ちなみに、夏の強い光が当たった水の風景はドラマチックではあるが、撮影するのは意外と難しい。むしろ、曇天下や日陰のフラットな落ち着いた光のほうが撮影しやすい。
事前に撮影現場の状況がわかっていれば、朝夕の斜光を利用するなど、強い光が当たらない時間帯を選んで入渓することを意識している。
いちばん難しいのは日中のまだらな光。森の中の渓流や滝に夏のトップライトが当たると、強烈な陰影が生まれる。それがスポット光のようにまだらに広がっていると、とても撮りづらい。HDR機能を使い、明暗差を軽減することもできるが、やはり、写真に明るい部分が点々としていると、画面が散漫になってしまい、集中して見ることができない。これでは作品として成り立たない。
こんな場合は、明暗差を生かしつつ、画面内で光が当たっている部分と影の部分を整理していく。左上の写真のように、光が当たり、存在感を増しているポイントを探して生かし、それを強めるようなフレーミングを考える。露出は、暗部はぐっと引き締めて明るいところを強調すると、光にあふれるイメージとなる。ハイライト部が白とびして階調が失われないように気をつけよう。
曇天や日陰の均一な光では、水の風景のやさしさや、やわらかさみたいなものを伝えやすい。濡れた岩の質感や森の緑など、湿潤な環境を伝えることもできる。このような風景に頭上からスポット光が入ってしまうと、どうしようもなくなってしまう。曇り空か光が弱い時間帯がベストだ。ISO感度を下げると、ある程度絞り込んだ状態でスローシャッターを切りやすくなる。
■水の反射は、すべて消すものではない
PLフィルターは必需品。葉の表面反射、水面の反射をカットすることによって、被写体本来の色、葉の緑、水の流れ、濡れた岩肌などが見えやすくなる。

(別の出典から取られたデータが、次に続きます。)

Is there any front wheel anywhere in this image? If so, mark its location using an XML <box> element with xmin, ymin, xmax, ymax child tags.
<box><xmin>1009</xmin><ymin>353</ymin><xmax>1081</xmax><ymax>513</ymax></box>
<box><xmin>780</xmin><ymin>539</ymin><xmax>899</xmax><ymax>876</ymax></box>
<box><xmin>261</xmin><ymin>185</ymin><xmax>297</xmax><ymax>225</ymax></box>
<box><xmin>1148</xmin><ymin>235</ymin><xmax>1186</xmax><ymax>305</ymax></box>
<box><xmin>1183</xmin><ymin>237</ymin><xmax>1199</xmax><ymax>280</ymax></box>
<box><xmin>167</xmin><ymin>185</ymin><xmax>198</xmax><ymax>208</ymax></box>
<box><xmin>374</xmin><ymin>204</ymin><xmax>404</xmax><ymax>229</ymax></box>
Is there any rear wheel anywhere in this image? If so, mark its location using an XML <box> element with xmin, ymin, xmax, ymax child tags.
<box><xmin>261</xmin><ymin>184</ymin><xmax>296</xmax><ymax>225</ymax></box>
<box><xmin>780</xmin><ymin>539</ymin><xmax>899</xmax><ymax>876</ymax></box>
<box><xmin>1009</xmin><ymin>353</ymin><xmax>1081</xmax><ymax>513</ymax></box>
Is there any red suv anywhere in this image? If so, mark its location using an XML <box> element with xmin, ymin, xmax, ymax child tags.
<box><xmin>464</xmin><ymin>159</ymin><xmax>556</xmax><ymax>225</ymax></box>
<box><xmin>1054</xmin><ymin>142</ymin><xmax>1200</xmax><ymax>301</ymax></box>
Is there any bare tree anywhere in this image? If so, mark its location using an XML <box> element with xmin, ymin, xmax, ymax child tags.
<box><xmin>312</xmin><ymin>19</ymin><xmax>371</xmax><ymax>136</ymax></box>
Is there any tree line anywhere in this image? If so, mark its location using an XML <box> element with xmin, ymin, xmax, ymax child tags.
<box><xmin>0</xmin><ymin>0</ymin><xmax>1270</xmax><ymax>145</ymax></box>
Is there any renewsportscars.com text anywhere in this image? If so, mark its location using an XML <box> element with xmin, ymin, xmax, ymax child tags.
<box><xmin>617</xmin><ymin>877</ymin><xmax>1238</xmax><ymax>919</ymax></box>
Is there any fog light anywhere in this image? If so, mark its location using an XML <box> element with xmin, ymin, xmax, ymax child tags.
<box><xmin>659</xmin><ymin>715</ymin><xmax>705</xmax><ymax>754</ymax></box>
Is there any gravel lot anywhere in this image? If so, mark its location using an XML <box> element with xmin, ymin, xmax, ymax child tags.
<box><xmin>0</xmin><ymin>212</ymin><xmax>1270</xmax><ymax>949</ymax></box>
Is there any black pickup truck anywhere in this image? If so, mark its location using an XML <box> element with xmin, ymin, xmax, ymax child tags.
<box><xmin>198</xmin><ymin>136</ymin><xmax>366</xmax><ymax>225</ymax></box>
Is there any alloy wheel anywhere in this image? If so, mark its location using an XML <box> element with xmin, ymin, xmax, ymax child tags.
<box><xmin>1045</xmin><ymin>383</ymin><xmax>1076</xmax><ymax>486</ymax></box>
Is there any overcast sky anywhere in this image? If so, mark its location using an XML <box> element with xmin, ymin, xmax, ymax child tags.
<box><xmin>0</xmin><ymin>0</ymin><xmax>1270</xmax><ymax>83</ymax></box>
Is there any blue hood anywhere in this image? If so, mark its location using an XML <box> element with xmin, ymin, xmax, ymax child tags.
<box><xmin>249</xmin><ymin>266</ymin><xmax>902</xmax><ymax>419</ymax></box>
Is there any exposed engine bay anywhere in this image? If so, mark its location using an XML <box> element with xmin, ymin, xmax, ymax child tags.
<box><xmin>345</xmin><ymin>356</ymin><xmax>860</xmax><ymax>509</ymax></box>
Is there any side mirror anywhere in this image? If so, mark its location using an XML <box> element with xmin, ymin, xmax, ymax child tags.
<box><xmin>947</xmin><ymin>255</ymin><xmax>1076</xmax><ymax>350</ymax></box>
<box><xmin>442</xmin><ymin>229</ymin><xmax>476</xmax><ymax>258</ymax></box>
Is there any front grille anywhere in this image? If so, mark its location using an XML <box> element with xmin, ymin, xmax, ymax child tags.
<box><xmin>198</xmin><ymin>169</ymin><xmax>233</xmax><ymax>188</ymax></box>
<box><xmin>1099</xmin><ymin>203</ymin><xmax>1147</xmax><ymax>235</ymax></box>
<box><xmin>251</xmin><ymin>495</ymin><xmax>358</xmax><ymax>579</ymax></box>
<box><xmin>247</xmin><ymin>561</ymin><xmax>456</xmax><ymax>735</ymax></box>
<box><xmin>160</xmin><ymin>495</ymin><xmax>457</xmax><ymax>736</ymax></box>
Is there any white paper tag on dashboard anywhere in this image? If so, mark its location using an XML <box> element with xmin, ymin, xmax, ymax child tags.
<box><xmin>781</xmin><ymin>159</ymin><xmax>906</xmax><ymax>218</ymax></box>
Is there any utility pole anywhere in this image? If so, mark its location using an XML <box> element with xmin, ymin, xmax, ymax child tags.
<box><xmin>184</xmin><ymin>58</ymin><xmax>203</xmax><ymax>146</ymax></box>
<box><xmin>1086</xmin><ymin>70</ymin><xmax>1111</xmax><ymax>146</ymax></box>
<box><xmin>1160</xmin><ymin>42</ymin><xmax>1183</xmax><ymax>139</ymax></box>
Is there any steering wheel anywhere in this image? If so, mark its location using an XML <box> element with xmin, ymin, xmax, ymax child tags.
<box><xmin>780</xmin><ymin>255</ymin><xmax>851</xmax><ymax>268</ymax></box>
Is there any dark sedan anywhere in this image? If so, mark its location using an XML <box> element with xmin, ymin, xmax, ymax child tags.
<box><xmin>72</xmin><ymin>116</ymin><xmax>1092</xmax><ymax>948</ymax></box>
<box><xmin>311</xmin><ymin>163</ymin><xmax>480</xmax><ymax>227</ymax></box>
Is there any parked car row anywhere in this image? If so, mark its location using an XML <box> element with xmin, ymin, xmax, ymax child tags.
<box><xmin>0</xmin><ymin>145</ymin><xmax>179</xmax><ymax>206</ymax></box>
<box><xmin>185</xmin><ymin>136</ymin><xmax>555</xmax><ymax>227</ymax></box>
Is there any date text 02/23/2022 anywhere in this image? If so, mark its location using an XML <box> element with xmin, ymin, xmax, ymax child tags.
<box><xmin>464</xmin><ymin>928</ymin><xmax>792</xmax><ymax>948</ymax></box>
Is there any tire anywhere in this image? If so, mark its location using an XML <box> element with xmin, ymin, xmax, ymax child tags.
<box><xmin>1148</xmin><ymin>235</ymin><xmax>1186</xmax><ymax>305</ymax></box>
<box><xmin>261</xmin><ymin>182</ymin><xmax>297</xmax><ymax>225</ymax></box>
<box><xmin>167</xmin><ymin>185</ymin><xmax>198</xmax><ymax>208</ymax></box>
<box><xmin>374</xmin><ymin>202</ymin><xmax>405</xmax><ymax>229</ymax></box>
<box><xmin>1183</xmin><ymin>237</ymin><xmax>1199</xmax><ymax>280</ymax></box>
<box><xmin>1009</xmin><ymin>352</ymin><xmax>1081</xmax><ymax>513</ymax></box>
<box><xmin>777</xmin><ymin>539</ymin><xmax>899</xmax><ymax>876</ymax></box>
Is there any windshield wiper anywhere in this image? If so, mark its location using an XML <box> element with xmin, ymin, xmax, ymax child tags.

気をつけなければならないのは、濡れた岩のにぶい輝きなどは、岩の立体感、濡れた質感を表す重要な要素なので、何でもかんでも反射を消してしまうのではなく、被写体によってはうまく反射を残すさじ加減が必要になる。高速シャッターを得たいときには外すなど、状況によってつけたり外したりすべきフィルターである。